Em reunião com a Frente Parlamentar Vacina para Todos, representantes de conselhos e entidades de classe, o prefeito de Goiânia, Rogério Cruz, e o secretário municipal de Saúde, Durval Pedroso, defenderam as restrições estabelecidas pelo Decreto 1.646, de 27 de fevereiro de 2021.

O encontro aconteceu na tarde desta terça-feira (2/3), quando os gestores responderam a pontuações relativas ao decreto, além de avançar em articulações para o enfrentamento à pandemia. “A preocupação com a pandemia não deve ser apenas dos poderes executivo e legislativo, mas de toda a sociedade”, afirmou o prefeito da capital.

O vereador Mauro Rubem (PT), presidente da Frente, pontuou que o grupo tem objetivos definidos, entre eles “apoiar na busca pela vacina e ações de enfrentamento à pandemia, além de pensar no que podemos fazer no futuro, incluindo o aprimoramento do setor industrial para a produção de vacinas”. O parlamentar, assim como representantes de entidades de classe e do setor produtivo, como a Feira Hippie, buscaram esclarecimentos sobre a continuidade do funcionamento das escolas, transporte público e exclusão das feiras como atividade essencial no decreto.

Durval Pedroso, titular da saúde municipal, elencou a rigidez das ações da gestão no enfrentamento à pandemia, como o Decreto n. 690/2021, que trazia duras restrições quanto ao funcionamento de determinadas atividades econômicas e a consequente intensificação das equipes de fiscalização.

Ele frisou o planejamento constante na abertura de leitos exclusivos para tratamento da Covid-19. “Desde o início de janeiro, abrimos mais leitos de UTI do que foram disponibilizados no pico da pandemia. Hoje, temos 248 leitos nesta categoria”, destacou o secretário.

Aos questionamentos feitos pelas entidades, como o Sindicato dos Professores do Estado de Goiás (Sinpro), Durval Pedroso rebateu a tese das escolas como vetores de contaminação com embasamento em pesquisas científicas.

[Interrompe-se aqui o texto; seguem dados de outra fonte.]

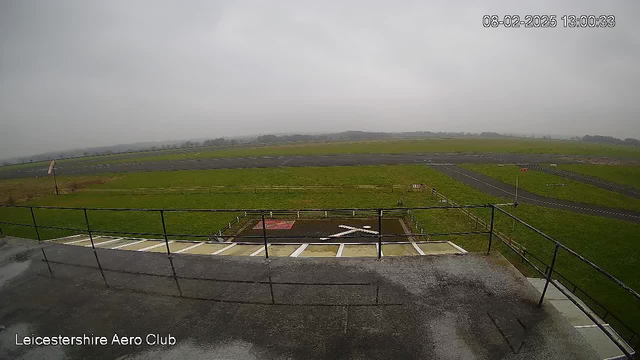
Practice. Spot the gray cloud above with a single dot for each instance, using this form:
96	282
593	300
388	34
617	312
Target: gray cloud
83	73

“O problema maior está na circulação das pessoas, motivo pelo qual intensificamos, também, a fiscalização sobre o funcionamento das escolas”, explicou, destacando as ações promovidas pela Central de Fiscalização iniciadas nesta terça-feira (2/3), que preveem visitas a 100 instituições de ensino da capital.  Mas o secretário destacou que, “avaliando o quadro epidemiológico, podemos sim fechar as escolas, pois o importante é garantir a saúde das pessoas”.

Fiscalização

Nesta segunda e terça-feira (1º e 2/3), dois primeiros dias de vigência do novo decreto, a Central de Fiscalização da Covid-19 já vistoriou, até o momento,744 estabelecimentos comerciais e autuou 54 comércios pelo descumprimento das novas regras.

A ação conta com 13 equipes durante o dia e três no período da noite. O patrulhamento percorre vários bairros da capital para verificar se os estabelecimentos não essenciais estão cumprindo a ordem de fechamento. Nesta terça-feira (2/3), as equipes de fiscalização flagraram a Feira do Ateneu Dom Bosco, no Setor Oeste, em funcionamento. A estrutura foi desmontada, pois descumpria o decreto. Houve também vistoria no Mercado Central para verificar se os permissionários estavam cumprindo a regra de somente retirada e delivery.

A Central de Fiscalização da Covid-19 é formada por auditores fiscais da Secretaria Municipal de Saúde, Diretoria de Vigilância Sanitária; Secretaria Municipal de Planejamento Urbano e Habitação (Seplanh); e Agência Municipal do Meio Ambiente (AMMA). As ações têm o apoio da Guarda Civil Metropolitana (GCM) e são coordenadas pela Diretoria de Vigilância Sanitária, da Prefeitura de Goiânia.

As equipes de fiscalização seguem nas ruas e denúncias podem ser feitas pelo aplicativo Prefeitura 24 horas. A multa para estabelecimentos que descumprirem os protocolos é de R$ 4908,30. Casos reincidentes podem pagar multa em dobro (valor pode chegar a R$ 10 mil) e o estabelecimento pode ter o alvará de funcionamento cassado.